If you happen to see a question you know the answer to, please do chime in and help your fellow community members. We appreciate your help!
Test-drive the GATK tools and Best Practices pipelines on Terra
Check out this blog post to learn how you can get started with GATK and try out the pipelines in preconfigured workspaces (with a user-friendly interface!) without having to install anything.
Less unfiltered reads than filtered ones
we are working with GATK 3.2.2 and focus on an optimization of the SNP and indel calling in the context of our data. Thereby, we also determine the frequency of a certain variant. However, we came across some strange results in this case.
In the vcf files there is of course the DP in the info field, representing the unfiltered depth, and the DP in the format field, representing the filtered depth. Yet, we also calculated the depth by ourselves in the bam file and looked it up in the IGV.
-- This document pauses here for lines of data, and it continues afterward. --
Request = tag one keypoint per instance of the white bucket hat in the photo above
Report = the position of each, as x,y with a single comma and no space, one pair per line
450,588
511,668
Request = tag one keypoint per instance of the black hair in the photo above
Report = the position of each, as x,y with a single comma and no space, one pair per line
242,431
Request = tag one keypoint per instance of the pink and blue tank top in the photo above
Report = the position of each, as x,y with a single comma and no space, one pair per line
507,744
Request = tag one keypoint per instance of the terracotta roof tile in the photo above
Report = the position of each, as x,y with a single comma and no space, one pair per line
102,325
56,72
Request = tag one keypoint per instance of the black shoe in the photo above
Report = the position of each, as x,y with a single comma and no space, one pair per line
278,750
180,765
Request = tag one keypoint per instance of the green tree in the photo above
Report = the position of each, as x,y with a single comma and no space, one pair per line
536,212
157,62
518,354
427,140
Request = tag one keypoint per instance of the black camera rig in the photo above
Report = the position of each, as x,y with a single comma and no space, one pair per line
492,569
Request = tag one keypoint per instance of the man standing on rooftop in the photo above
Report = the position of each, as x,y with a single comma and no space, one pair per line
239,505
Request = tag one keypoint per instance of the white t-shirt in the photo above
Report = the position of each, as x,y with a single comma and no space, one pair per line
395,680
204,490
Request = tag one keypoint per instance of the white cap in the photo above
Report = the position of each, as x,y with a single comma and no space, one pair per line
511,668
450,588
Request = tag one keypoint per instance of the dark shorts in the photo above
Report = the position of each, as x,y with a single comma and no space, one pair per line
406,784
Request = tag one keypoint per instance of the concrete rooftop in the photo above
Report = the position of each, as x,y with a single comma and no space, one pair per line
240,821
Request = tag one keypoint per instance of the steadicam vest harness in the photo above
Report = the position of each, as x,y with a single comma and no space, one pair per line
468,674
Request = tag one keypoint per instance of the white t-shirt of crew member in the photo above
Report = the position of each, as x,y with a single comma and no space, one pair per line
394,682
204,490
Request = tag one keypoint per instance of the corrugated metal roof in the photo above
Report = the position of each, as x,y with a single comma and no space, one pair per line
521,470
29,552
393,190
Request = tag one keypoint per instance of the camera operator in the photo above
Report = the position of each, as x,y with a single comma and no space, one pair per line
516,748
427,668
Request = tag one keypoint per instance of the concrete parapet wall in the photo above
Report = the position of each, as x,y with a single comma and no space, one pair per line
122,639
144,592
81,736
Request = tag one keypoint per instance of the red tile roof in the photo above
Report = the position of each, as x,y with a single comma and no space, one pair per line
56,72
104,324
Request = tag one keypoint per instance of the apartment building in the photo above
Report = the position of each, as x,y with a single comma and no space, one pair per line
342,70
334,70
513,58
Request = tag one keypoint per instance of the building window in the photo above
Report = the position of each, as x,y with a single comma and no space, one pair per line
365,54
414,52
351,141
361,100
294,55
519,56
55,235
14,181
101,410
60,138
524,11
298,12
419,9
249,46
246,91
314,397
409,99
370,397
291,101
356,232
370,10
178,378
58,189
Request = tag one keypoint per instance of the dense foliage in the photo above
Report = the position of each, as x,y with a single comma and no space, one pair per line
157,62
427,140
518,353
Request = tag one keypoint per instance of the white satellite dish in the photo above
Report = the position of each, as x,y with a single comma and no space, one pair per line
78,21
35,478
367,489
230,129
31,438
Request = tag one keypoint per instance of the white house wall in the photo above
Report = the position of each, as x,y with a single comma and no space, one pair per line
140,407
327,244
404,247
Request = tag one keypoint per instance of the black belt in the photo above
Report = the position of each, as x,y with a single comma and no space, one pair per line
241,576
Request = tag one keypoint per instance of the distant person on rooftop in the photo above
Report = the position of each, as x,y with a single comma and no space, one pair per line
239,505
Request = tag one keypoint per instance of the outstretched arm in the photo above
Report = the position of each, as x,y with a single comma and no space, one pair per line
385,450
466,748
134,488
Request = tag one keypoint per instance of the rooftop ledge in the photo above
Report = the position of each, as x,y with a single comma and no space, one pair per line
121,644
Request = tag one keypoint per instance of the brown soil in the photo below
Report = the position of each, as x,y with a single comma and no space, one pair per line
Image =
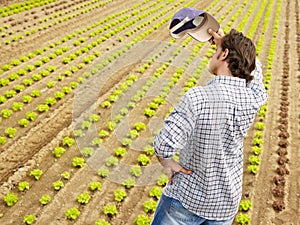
32,147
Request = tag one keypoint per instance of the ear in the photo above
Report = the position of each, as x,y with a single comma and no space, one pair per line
224,54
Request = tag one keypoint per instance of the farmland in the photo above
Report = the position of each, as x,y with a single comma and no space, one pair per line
86,85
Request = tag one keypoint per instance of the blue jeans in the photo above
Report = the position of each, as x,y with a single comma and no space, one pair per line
171,212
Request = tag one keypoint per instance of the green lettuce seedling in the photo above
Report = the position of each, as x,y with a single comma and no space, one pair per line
10,199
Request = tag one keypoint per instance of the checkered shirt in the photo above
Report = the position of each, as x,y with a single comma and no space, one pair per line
208,127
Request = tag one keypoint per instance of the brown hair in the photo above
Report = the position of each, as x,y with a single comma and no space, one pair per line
241,56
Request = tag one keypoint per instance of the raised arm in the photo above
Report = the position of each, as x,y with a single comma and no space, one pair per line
177,128
257,86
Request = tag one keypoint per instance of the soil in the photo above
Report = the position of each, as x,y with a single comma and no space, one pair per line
32,146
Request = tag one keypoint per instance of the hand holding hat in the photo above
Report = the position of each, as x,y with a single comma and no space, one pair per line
193,22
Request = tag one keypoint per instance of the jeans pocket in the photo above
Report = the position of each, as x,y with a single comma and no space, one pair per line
181,214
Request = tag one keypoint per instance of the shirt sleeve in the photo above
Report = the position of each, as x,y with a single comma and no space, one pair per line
176,131
257,86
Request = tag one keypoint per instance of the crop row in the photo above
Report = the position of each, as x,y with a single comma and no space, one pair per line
257,147
6,113
50,21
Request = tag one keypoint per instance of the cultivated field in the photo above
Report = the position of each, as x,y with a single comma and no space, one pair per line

One especially strange case is the following:
For a sample GATK calls a deletion. The unfiltered DP (info field) is DP=644. The filtered DP (format field) is DP=505. It consists of 438 reads with the original genotype and 67 reads containing the variant. However, in our raw bam file and in the IGV things are different. There we see 499 reads in total. 425 containing a C (reference), one with an N and 73 with a deletion. We checked and the results are reproduceable.
Furthermore, we see similar differences as well. There are many cases in which the number of reads containing the variant or the reference allele as we count it and as it is observable in the IGV is smaller than the reported number of filtered reads.
How can this happen? I'm really looking forward to your answers.